New Jersey State Parks
The great outdoors of New Jersey beckons with 50 state parks offering an array of activities that get you exploring the land and water any time of year. Below are select parks and activities ready for you to discover.
Liberty State Park in the Gateway Region may best be known for its ferry service to the Statue of Liberty and Ellis Island and as home to the Liberty Science Center, but the park also offers recreational opportunities.
There are miles of walkways, including a two-mile promenade with an amazing view of the Hudson River, that are ideal for walking, jogging, biking or rollerblading. Kayak tours if you want to explore its waters offer background on the local wildlife and habitats.
New Jersey’s first state park, Swartswood State Park in the Skylands Region was established in 1914. Little Swartswood and Swartswood Lake are the center of activity within this park, with sailing a big part of the fun in the warmer months.
The lakes also provide for fishing most of the year from the shore or by boat.
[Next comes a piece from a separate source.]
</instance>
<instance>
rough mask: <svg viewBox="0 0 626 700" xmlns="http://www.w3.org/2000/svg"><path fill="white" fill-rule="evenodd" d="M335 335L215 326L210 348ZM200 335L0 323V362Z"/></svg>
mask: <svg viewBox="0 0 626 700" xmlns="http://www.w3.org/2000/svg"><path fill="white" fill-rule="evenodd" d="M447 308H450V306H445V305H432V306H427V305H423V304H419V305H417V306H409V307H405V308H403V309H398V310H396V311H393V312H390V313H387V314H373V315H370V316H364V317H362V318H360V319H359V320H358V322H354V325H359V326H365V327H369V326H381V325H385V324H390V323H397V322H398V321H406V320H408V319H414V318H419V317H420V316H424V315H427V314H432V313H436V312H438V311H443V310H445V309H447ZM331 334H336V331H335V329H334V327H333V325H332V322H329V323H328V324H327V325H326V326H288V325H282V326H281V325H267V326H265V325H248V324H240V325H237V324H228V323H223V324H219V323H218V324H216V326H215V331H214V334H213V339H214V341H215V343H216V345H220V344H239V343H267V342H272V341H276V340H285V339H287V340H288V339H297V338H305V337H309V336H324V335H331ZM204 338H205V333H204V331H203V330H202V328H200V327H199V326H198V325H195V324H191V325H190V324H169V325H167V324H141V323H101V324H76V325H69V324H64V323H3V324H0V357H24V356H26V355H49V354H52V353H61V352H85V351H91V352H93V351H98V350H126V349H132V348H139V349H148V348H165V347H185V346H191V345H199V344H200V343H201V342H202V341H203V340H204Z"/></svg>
In the Delaware River Region, Parvin State Park is home to pine forests and swamp hardwood forest. Fishing and boating can be done on Thundergust Lake, Parvin Lake and Muddy Run are good spots for seasonal swimming.
Stay overnight with a choice of 56 tent and trailer campsites plus there are 18 cabins available near Thundergust lake.
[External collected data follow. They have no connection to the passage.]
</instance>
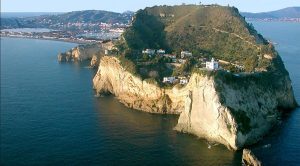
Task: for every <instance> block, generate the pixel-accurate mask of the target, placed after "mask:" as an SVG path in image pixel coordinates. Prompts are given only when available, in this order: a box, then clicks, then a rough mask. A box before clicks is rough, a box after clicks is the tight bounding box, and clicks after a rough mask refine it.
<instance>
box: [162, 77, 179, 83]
mask: <svg viewBox="0 0 300 166" xmlns="http://www.w3.org/2000/svg"><path fill="white" fill-rule="evenodd" d="M175 81H176V78H175V77H164V79H163V83H171V84H173V83H174V82H175Z"/></svg>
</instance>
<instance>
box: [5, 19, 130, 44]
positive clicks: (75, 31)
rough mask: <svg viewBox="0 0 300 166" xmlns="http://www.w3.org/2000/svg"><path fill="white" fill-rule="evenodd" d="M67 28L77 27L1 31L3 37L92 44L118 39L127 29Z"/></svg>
mask: <svg viewBox="0 0 300 166" xmlns="http://www.w3.org/2000/svg"><path fill="white" fill-rule="evenodd" d="M67 25H68V26H70V27H71V26H75V27H77V28H76V29H74V30H63V29H61V30H60V29H46V28H18V29H2V30H1V36H3V37H18V38H33V39H45V40H61V41H68V42H75V43H93V42H102V41H104V40H115V39H118V38H119V37H120V36H121V34H122V33H123V32H124V29H125V28H126V27H128V26H129V25H128V24H119V23H117V24H108V23H103V22H101V23H99V24H97V28H95V29H94V30H85V29H84V27H85V26H96V25H95V24H91V23H90V24H87V23H85V24H84V23H69V24H67Z"/></svg>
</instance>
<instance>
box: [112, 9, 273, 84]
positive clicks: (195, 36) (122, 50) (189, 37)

Eight self-guided trails take visitors through nine plant communities of a barrier island at Island Beach State Park in the Shore Region.
The park has 10 miles of white sand beach that attracts swimmers, fishermen and surfers. In Barnegat Bay, naturalist-guided canoe and kayak tours in the summer are made for birding enthusiasts.
Wharton State Forest in the Greater Atlantic City Region combines history and outdoor beauty plus it's the largest single tract of land within the New Jersey State Park System.
Walk through Batsto Village, the site of a former bog iron and glass making industrial center dating from 1766 to 1867.
This Pine Barrens village has 33 historic buildings and structures. The park is also the place for canoeing on the Mullica, Batsto, Wading and Oswego rivers plus there are a choice of trails for hiking, mountain biking and horseback riding.
Wildlife observation near its many lakes, ponds and fields can also be enjoyed.
One of the most popular spots in North America for viewing the fall hawk migration is Cape May Point State Park in the Southern Shore Region. The park is home to the Cape May Lighthouse that was built in 1859.
And the park has Fire Control Tower No. 23. It's New Jersey's last remaining restored World War II tower, part of the immense Harbor Defense of the Delaware system known as Fort Miles.
In the spring, many sea and shore birds and songbirds migrate through and the end of summer belongs to dragonfly and monarch butterfly migration. Any time you visit the park, however, you can spot many species of birds in the natural areas. And for hikers there are several trails through varied habitats.